Tessy’s story began when she arrived from Texas Jan. 17, 2021, part of the first group of dogs to come to HAP’s then newly renovated Rehoboth Beach location.
HAP’s Sussex County Director Leigh McKinley said Tessy had behavioral issues from the start. “She could have been somewhere where she never had positive exposure to strangers. So, she put up her defense mechanisms, which for a dog, is going to be lunging, barking and snarling. That’s their way of telling somebody not to come any closer,” McKinley said.
The fact that Tessy finally got adopted is a tribute to HAP’s staff and volunteers, but especially to McKinley, who is a certified professional dog trainer. She said she used basic obedience skills to help Tessy overcome a fear of people and other animals.
“Tessy is a much different dog than she was two years ago,” McKinley said. “We have done so much work with her. She’s following and learning cues. She was just starting the stages of counter conditioning and desensitization, two training techniques we applied to get her where she is today.”
When Porter and Bush came to pick up Tessy, it was clear they could not wait to get her home. “[We got her] lots of toys, lots of treats. She needs a new purple pig,” Porter said. A purple pig was Tessy’s favorite toy during her time at HAP.

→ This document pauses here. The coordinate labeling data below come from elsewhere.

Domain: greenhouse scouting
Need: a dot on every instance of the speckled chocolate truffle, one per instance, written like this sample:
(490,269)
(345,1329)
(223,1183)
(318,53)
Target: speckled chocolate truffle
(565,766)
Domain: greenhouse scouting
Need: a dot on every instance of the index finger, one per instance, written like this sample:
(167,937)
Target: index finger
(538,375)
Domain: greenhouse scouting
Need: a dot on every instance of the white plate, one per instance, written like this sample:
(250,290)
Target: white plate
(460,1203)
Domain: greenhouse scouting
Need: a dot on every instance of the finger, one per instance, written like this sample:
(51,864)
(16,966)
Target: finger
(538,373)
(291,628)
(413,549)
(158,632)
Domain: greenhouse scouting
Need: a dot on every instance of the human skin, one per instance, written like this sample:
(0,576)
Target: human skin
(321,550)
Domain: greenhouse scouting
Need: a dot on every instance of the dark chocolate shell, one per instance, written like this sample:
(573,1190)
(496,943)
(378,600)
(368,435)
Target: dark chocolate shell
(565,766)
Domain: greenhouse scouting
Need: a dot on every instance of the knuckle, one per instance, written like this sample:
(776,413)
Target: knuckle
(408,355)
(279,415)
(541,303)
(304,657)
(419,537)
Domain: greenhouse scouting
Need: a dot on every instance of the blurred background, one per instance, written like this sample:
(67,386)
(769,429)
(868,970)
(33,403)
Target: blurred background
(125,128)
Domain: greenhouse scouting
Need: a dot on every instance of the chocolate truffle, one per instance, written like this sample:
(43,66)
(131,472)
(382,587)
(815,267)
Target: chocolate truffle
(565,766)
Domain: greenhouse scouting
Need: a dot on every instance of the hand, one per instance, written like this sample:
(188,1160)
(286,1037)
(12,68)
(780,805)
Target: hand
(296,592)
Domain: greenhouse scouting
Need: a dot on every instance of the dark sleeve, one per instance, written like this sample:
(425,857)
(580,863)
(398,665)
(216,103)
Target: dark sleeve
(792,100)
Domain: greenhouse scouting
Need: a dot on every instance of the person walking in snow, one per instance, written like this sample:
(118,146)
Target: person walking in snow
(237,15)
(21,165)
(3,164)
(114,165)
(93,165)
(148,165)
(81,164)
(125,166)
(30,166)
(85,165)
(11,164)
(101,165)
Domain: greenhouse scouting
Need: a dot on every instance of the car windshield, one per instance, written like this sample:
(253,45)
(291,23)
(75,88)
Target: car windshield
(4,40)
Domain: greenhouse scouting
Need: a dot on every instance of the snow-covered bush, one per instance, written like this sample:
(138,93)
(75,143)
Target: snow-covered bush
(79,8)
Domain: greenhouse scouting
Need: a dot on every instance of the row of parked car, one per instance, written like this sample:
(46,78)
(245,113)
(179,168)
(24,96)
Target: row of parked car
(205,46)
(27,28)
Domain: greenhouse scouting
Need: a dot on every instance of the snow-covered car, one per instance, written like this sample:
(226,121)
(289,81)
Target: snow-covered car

The first step on adoption day was for Porter, Bush, McKinley and HAP Manager Trevor Force to take Tessy out for playtime and a walk around the nearby neighborhood. McKinley taught them the behavioral cues Tessy responds to and how to handle her if a stranger or another dog gets close.
McKinley and Force also briefed the couple on Tessy’s medical plan.
Next, HAP staff had a chance to say goodbye. They had spent the last nearly three years walking her, cleaning her kennel, feeding her, giving her belly rubs and getting her ready for this day.
Finally, it was time for Tessy to go home. She climbed into Porter’s Jeep, eager to leave her kennel behind and see her new bed and house full of toys.
“She’s going to be well loved. You don’t have to worry about her,” Porter said.
McKinley said Porter sent photos and videos of Tessy’s first few nights in her new home. She said it looks like it is great fit for everyone.